Comments welcome

#1
I'm playing with a PARSE command for 4UTILS. Examples are below. Comments and suggestions are welcome.

Code:
v:\> parse /?
PARSE "string" "delims" array   (? = number of assignments made)

v:\> parse "My dog has fleas." " ." word

v:\> echo %_?
4

v:\> for /l %i in (0,1,3) echo %word[%i]
My
dog
has
fleas

v:\> echo %_IP
72.230.122.241 192.168.1.3 169.254.1.1

v:\> parse "%@word[0,%ip]" "." octet

v:\> echo %_?
4

v:\> for /l %i in (0,1,3) echo %octet[%i]
72
230
122
241
 
May 29, 2008
533
3
Groton, CT
#2
I'm playing with a PARSE command for 4UTILS. Examples are below. Comments and suggestions are welcome.

Code:
v:\> parse /?
PARSE "string" "delims" array   (? = number of assignments made)

v:\> parse "My dog has fleas." " ." word

v:\> echo %_?
4

v:\> for /l %i in (0,1,3) echo %word[%i]
My
dog
has
fleas

v:\> echo %_IP
72.230.122.241 192.168.1.3 169.254.1.1

v:\> parse "%@word[0,%ip]" "." octet

v:\> echo %_?
4

v:\> for /l %i in (0,1,3) echo %octet[%i]
72
230
122
241
Yup, I have a comment. PARSE by words or by fields.

That is, what does

Code:
SET FOO=A,,B,C
PARSE  "%foo" "," elements
give you?

I'd like to see an option for choosing whether to ignore consecutive separators or to count them separately.
 
#3
vefatica wrote:
| I'm playing with a PARSE command for 4UTILS. Examples are below.
| Comments and suggestions are welcome.
|
|
| Code:
| ---------
| v:\> parse /?
| PARSE "string" "delims" array (? = number of assignments made)
|
| v:\> parse "My dog has fleas." " ." word
|
| v:\> echo %_?
| 4
|
| v:\> for /l %i in (0,1,3) echo %word[%i]
| My
| dog
| has
| fleas
|
| v:\> echo %_IP
| 72.230.122.241 192.168.1.3 169.254.1.1
|
| v:\> parse "%@word[0,%ip]" "." octet
|
| v:\> echo %_?
| 4
|
| v:\> for /l %i in (0,1,3) echo %octet[%i]
| 72
| 230
| 122
| 241
| ---------

I agree with Dave's request to make @FIELD vs. @WORD type parsing
selectable. I'd also suggest:

1/ Make delimiter list specification optional, as in @word/@field, in the
form /D"delims"; use the same default as @word and @field

2/ make it both a command and a function, with the function value the number
of elements in the array

3/ to simplify your own parsing make the array name the first parameter, the
rest of the command line the second (parsend string) parameter.
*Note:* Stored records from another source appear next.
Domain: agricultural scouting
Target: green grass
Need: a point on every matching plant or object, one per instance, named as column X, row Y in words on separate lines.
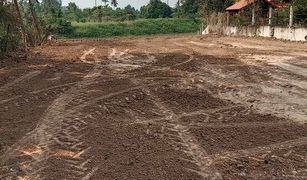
column 134, row 28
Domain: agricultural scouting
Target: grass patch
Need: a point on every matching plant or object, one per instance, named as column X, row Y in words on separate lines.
column 134, row 28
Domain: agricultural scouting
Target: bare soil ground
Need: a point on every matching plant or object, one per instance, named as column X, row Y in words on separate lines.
column 162, row 107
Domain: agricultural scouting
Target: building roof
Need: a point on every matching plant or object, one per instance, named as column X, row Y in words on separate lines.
column 244, row 3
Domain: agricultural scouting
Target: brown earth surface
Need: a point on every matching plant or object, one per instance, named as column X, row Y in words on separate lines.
column 160, row 107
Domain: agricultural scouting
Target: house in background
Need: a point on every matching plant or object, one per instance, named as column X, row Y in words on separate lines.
column 242, row 4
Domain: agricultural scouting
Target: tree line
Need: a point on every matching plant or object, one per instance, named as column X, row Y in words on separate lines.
column 25, row 23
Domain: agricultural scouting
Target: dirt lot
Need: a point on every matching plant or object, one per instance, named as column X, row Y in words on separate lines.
column 161, row 107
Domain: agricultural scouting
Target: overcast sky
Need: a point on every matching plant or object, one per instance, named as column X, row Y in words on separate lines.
column 121, row 3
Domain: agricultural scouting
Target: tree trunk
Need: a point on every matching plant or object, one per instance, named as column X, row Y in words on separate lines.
column 22, row 26
column 36, row 25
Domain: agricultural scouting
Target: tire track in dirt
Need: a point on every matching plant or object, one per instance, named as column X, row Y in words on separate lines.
column 63, row 86
column 20, row 79
column 186, row 140
column 55, row 131
column 262, row 149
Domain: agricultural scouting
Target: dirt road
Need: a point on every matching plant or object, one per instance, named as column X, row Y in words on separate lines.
column 161, row 107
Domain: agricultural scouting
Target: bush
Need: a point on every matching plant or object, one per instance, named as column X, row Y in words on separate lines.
column 138, row 27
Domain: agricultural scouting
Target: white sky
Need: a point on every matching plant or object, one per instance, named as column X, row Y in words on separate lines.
column 121, row 3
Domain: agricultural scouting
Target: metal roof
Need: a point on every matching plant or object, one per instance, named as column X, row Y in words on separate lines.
column 243, row 3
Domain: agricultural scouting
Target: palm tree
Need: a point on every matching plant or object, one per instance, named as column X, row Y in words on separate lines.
column 114, row 3
column 105, row 2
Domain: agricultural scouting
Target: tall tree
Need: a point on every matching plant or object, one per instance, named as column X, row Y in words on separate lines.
column 35, row 21
column 114, row 3
column 21, row 25
column 105, row 2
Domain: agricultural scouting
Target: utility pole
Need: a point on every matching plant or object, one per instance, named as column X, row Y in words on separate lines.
column 270, row 16
column 253, row 15
column 291, row 16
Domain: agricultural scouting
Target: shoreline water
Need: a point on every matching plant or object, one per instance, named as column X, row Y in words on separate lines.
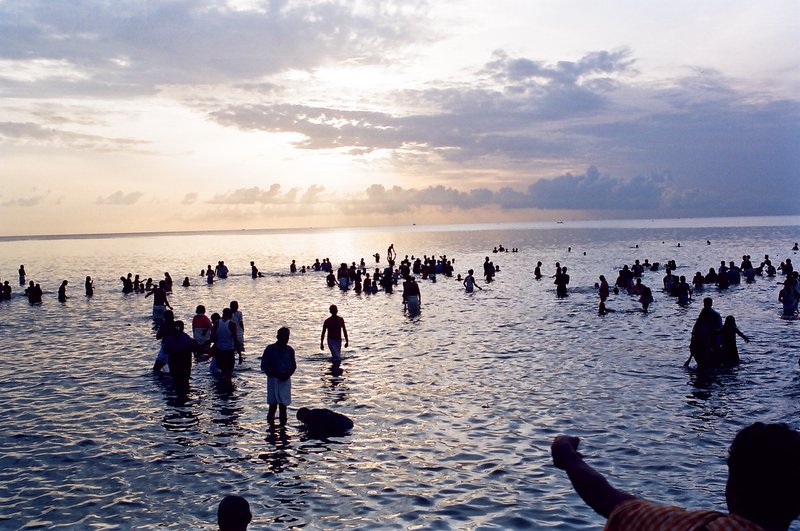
column 711, row 222
column 454, row 408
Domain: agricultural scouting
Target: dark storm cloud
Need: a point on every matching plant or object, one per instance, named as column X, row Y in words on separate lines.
column 131, row 47
column 593, row 191
column 589, row 191
column 464, row 122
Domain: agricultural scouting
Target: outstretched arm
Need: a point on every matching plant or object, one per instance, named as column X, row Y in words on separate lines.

4/ provide an option to report either the element count (as you proposed),
or the array index of the last element - this would simplify such things as
your FOR loop to report all elements.

The syntax would thus be:

PARSE /?

Create or replace an array from delimited elements of a string

PARSE [/D"delimiters"] [/F | /W] [/X] array string

/D"delimiters" list of string element delimiters
/F @field type parsing
/W @word type parsing (default)
/X report last array index instead of array size
array name of array to be created or replaced
string string to be parsed

Exit code: array size (default)

The function would have identical parameter list and options.
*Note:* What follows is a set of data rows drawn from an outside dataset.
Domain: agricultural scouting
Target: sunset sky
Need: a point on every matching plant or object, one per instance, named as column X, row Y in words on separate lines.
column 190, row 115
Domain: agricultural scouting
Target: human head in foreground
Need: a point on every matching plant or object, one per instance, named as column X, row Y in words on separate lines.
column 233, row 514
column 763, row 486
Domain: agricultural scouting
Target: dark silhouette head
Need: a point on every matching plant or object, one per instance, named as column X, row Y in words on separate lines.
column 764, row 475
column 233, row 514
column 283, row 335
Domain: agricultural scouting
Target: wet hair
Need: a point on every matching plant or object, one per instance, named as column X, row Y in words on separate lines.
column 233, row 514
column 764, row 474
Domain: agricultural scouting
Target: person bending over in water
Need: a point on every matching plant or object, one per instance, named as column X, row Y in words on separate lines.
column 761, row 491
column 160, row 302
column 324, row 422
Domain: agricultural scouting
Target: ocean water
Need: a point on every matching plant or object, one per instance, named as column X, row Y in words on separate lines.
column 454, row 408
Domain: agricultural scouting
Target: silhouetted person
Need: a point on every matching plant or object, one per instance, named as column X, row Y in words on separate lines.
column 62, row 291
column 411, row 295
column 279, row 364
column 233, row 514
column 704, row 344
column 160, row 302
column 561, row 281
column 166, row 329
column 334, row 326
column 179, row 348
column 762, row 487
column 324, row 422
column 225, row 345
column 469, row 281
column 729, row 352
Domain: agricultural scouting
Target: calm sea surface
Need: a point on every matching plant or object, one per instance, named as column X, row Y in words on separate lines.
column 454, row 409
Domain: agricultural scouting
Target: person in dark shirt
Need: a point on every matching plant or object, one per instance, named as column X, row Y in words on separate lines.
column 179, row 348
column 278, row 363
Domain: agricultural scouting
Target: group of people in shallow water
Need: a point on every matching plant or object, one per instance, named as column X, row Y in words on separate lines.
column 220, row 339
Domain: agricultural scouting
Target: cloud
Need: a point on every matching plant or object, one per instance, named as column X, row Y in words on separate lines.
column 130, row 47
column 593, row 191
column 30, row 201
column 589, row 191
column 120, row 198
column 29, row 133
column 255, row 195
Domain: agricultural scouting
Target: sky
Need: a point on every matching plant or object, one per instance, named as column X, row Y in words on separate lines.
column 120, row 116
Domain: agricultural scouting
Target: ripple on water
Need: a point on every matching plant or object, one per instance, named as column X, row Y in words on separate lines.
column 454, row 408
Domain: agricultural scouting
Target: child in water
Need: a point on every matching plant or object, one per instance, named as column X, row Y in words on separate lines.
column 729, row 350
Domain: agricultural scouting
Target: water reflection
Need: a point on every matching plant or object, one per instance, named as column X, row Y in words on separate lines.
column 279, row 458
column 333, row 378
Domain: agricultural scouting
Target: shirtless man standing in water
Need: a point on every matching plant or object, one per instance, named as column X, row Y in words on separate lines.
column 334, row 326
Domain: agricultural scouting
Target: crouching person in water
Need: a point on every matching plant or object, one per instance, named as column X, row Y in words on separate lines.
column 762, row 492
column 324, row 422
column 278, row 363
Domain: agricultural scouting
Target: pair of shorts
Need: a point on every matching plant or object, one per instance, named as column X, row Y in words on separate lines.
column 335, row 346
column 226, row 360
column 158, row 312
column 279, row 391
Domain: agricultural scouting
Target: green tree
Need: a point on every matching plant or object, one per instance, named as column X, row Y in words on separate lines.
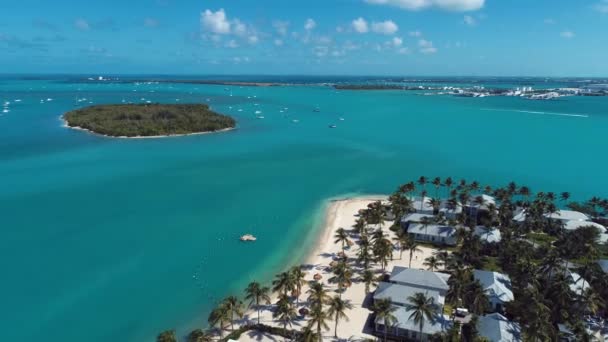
column 257, row 294
column 166, row 336
column 384, row 311
column 337, row 309
column 422, row 309
column 318, row 319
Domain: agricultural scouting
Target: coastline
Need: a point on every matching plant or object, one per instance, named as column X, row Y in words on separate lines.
column 78, row 128
column 338, row 213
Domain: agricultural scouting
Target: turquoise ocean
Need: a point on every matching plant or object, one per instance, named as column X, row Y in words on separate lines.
column 107, row 239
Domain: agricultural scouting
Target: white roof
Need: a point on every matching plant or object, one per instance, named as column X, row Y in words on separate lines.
column 485, row 235
column 564, row 215
column 574, row 225
column 497, row 328
column 496, row 285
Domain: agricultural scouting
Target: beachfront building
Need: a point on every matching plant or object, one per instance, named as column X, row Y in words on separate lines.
column 487, row 235
column 497, row 328
column 437, row 234
column 420, row 279
column 424, row 206
column 404, row 283
column 497, row 287
column 405, row 329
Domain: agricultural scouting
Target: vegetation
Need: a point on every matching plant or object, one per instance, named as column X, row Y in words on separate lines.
column 538, row 255
column 131, row 120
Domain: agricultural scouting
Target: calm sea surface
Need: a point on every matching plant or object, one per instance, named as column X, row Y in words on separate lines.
column 115, row 240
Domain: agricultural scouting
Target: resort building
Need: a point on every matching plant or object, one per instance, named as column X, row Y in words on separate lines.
column 487, row 235
column 404, row 283
column 433, row 233
column 421, row 279
column 405, row 329
column 497, row 328
column 497, row 287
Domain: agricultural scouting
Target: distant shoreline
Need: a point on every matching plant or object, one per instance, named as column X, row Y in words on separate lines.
column 78, row 128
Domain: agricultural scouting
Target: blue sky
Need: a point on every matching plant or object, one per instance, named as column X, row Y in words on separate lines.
column 351, row 37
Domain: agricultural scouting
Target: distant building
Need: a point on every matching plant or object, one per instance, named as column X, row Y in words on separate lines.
column 433, row 233
column 497, row 328
column 406, row 282
column 487, row 235
column 497, row 287
column 421, row 279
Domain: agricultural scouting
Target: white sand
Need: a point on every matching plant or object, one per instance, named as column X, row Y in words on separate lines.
column 340, row 213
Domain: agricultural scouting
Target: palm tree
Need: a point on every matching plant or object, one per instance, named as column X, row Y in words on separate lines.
column 317, row 294
column 166, row 336
column 341, row 237
column 422, row 309
column 402, row 239
column 298, row 275
column 219, row 317
column 257, row 294
column 235, row 306
column 342, row 276
column 283, row 283
column 308, row 335
column 437, row 183
column 384, row 312
column 369, row 279
column 318, row 319
column 412, row 247
column 432, row 263
column 285, row 312
column 337, row 309
column 199, row 335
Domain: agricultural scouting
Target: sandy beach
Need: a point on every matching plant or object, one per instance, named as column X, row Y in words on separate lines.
column 78, row 128
column 340, row 213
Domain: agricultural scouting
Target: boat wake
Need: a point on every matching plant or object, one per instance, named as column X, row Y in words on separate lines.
column 537, row 112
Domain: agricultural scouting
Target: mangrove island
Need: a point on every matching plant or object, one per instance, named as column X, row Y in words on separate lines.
column 148, row 120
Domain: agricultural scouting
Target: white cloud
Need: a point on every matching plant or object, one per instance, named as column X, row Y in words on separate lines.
column 310, row 24
column 282, row 27
column 448, row 5
column 567, row 34
column 82, row 24
column 215, row 22
column 426, row 46
column 360, row 25
column 232, row 44
column 151, row 22
column 469, row 20
column 602, row 6
column 385, row 27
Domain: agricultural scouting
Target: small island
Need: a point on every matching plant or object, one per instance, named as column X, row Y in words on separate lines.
column 148, row 120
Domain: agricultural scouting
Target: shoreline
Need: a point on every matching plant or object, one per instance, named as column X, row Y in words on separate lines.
column 78, row 128
column 331, row 213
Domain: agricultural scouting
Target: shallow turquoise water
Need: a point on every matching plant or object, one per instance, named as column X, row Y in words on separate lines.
column 114, row 240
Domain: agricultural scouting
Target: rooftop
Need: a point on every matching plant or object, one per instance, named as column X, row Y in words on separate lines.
column 420, row 278
column 497, row 328
column 496, row 285
column 438, row 324
column 398, row 293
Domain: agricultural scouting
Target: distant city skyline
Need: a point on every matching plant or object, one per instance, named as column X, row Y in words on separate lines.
column 341, row 37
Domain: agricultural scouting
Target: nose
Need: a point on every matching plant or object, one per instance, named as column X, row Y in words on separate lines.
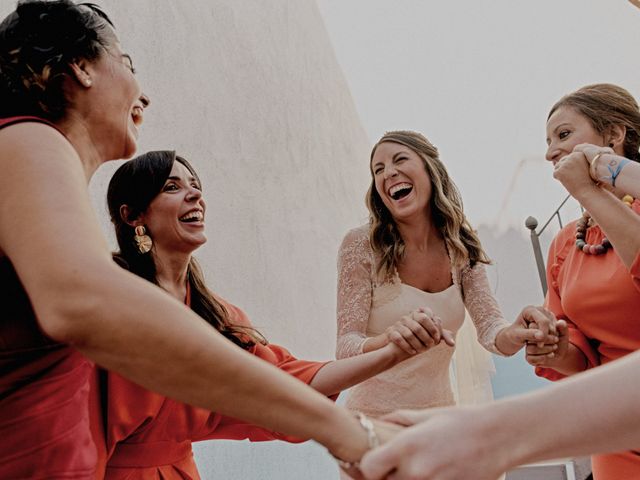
column 390, row 171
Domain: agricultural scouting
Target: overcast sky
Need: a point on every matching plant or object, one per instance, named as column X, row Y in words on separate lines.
column 478, row 79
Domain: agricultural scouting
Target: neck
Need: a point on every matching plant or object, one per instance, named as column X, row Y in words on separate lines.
column 418, row 233
column 171, row 272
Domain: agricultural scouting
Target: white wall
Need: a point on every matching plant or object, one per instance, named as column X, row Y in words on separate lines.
column 251, row 93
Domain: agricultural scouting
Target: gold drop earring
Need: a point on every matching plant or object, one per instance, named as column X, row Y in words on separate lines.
column 143, row 241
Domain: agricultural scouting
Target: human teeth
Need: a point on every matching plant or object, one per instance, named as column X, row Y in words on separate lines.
column 195, row 215
column 396, row 188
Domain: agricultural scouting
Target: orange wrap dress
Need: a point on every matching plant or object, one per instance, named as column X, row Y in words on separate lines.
column 149, row 436
column 600, row 300
column 44, row 390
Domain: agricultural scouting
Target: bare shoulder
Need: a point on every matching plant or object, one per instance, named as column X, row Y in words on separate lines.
column 356, row 238
column 33, row 141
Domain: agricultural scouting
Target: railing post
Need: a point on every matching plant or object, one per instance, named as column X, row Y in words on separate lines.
column 531, row 223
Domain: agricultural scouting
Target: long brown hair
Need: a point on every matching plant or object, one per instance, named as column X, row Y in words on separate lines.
column 606, row 105
column 135, row 184
column 446, row 210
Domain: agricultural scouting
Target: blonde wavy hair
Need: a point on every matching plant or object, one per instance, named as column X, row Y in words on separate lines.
column 605, row 105
column 446, row 209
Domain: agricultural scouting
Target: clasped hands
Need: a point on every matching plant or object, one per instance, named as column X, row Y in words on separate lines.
column 419, row 331
column 423, row 450
column 584, row 167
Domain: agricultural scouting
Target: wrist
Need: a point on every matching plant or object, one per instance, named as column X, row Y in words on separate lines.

I know, I always want more than you intended...
--
Steve
 
#4
On Wed, 15 Apr 2009 07:35:04 -0500, dcantor <> wrote:

|---------
|SET FOO=A,,B,C
|PARSE "%foo" "," elements
|---------
|give you?
|
|I'd like to see an option for choosing whether to ignore consecutive separators or to count them separately.

v:\> SET FOO=A,,B,C

v:\> PARSE "%foo" "," elements

v:\> for /l %i in (0,1,%@dec[%_?]) echo %elements[%i]
A
B
C

As it is, PARSE is a very skimpy wrapper for wcstok_s() which treats consecutive
delimeters as one (and essentially does **all** the work). I like your
suggestion so I'll give it some thought ... might wind up a separate PARSEF.
--
- Vince
 
#5
On Wed, 15 Apr 2009 08:27:24 -0500, Steve Fábián <> wrote:

|I agree with Dave's request to make @FIELD vs. @WORD type parsing
|selectable. I'd also suggest:

Under consideration.

|1/ Make delimiter list specification optional, as in @word/@field, in the
|form /D"delims"; use the same default as @word and @field
|
|2/ make it both a command and a function, with the function value the number
|of elements in the array

Wouldn't @PARSE be sufficient (no command)? I considered returning the highest
index (count - 1). Whatever behavior I settle on, it won't be optional.
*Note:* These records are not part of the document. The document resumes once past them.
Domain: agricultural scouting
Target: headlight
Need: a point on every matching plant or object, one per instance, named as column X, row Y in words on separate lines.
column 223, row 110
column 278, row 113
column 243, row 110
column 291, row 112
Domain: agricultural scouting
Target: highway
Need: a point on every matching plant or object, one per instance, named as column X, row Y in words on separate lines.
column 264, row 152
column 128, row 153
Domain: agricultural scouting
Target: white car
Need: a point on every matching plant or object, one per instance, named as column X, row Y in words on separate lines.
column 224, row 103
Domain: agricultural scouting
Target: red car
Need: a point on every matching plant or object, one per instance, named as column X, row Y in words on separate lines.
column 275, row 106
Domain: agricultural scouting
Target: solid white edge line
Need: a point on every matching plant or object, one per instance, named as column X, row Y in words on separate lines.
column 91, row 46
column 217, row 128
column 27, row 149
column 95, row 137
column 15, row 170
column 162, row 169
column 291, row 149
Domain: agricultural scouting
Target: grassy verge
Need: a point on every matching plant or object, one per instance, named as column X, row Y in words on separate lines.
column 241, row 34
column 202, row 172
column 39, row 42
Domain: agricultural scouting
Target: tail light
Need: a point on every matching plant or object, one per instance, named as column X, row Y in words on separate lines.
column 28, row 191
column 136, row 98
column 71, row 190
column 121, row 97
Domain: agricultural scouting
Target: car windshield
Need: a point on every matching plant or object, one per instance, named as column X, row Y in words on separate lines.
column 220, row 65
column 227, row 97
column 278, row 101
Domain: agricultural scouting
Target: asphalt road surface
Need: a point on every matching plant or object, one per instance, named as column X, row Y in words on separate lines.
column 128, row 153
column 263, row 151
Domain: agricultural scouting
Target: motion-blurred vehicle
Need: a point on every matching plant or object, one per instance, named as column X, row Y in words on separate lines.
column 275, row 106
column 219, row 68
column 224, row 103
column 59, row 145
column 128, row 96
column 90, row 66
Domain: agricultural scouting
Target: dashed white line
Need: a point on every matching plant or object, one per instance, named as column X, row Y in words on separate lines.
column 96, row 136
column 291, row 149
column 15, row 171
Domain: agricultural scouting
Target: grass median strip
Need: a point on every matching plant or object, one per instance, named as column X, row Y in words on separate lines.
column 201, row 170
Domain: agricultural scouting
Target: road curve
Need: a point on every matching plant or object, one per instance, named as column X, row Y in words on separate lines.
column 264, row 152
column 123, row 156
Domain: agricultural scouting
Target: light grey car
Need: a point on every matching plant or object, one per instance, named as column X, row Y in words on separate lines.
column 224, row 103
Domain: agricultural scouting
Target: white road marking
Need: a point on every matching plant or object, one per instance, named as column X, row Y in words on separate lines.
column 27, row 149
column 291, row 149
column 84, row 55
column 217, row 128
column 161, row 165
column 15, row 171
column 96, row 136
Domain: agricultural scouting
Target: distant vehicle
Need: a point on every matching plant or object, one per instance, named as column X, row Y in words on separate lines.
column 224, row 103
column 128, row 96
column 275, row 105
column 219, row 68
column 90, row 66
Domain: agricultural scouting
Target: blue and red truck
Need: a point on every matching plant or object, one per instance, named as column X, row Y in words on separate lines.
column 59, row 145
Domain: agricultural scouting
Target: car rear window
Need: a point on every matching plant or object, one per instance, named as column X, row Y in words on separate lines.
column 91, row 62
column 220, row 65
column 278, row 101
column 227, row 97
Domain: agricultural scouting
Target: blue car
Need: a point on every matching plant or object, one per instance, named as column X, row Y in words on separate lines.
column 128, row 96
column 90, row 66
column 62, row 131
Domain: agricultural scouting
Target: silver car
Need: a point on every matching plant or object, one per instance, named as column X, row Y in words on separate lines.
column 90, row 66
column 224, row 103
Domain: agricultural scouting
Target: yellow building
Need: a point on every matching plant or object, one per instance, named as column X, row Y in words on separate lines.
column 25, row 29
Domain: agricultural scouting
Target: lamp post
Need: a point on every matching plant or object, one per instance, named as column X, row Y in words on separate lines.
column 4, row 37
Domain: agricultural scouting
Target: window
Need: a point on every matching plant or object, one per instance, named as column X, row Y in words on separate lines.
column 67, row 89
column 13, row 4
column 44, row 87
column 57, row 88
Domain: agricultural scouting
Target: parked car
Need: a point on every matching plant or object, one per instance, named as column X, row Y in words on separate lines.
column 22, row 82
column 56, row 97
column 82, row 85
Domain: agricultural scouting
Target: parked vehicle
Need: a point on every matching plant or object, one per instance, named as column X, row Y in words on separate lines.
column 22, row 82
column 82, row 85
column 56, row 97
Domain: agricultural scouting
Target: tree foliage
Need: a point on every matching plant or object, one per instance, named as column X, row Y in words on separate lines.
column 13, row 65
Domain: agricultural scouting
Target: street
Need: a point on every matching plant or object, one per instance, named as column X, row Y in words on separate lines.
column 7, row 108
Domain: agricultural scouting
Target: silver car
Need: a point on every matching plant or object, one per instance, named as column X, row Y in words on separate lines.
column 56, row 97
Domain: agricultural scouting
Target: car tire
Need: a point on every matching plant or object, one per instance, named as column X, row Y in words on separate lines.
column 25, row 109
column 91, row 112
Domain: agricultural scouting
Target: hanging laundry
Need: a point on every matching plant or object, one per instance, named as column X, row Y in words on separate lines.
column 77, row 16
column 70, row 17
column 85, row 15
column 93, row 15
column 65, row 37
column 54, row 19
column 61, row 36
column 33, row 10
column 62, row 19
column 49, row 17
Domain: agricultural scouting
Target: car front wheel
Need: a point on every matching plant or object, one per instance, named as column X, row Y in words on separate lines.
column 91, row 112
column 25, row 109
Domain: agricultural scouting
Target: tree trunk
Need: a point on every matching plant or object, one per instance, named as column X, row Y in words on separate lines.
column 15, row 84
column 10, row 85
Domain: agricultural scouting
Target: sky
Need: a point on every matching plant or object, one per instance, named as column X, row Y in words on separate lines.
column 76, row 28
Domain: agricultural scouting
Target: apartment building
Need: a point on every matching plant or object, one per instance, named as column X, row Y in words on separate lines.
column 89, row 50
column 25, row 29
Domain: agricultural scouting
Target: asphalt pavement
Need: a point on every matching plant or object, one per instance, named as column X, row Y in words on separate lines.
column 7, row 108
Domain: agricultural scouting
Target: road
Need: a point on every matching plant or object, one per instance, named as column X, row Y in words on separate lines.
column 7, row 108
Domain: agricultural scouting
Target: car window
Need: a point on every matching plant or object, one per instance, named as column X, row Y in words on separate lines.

|3/ to simplify your own parsing make the array name the first parameter, the
|rest of the command line the second (parsend string) parameter.

Good idea.

|4/ provide an option to report either the element count (as you proposed),
|or the array index of the last element - this would simplify such things as
|your FOR loop to report all elements.

See above.

|I know, I always want more than you intended...

Indeed! :-)

As it stands, if the array already exists, PARSE does not try to create it. If
it's not big enough or is not 1-dimensional this will lead to errors (from SET).
I like the idea of re-using an array, but this puts the obligation on the user
to ensure the array is 1-D and big enough for all intended purposes. Any
thoughts?
--
- Vince
 
#6
vefatica wrote:
| On Wed, 15 Apr 2009 08:27:24 -0500, Steve Fábián <> wrote:
|
|| I agree with Dave's request to make @FIELD vs. @WORD type parsing
|| selectable. I'd also suggest:
|
| Under consideration.

If using two functions/commands instead of an option switch, I'd suggest
WPARSE and FPARSE. Symmetry negates need to remember which is default. First
character is more distinctive than last. (Just my personal opinion. Your
choice.)

|| 1/ Make delimiter list specification optional, as in @word/@field,
|| in the form /D"delims"; use the same default as @word and @field

Are you considering this?

|| 2/ make it both a command and a function, with the function value
|| the number of elements in the array
|
| Wouldn't @PARSE be sufficient (no command)? I considered returning
| the highest index (count - 1). Whatever behavior I settle on, it
| won't be optional.

Yes, @parse would be sufficient (just as we have @fileclose[]).

Running from low to high end of array is much more common than the frequency
of using the array size, and for this reason I prefer the uppermost index.
(Of course, in many HLLs it's the same... )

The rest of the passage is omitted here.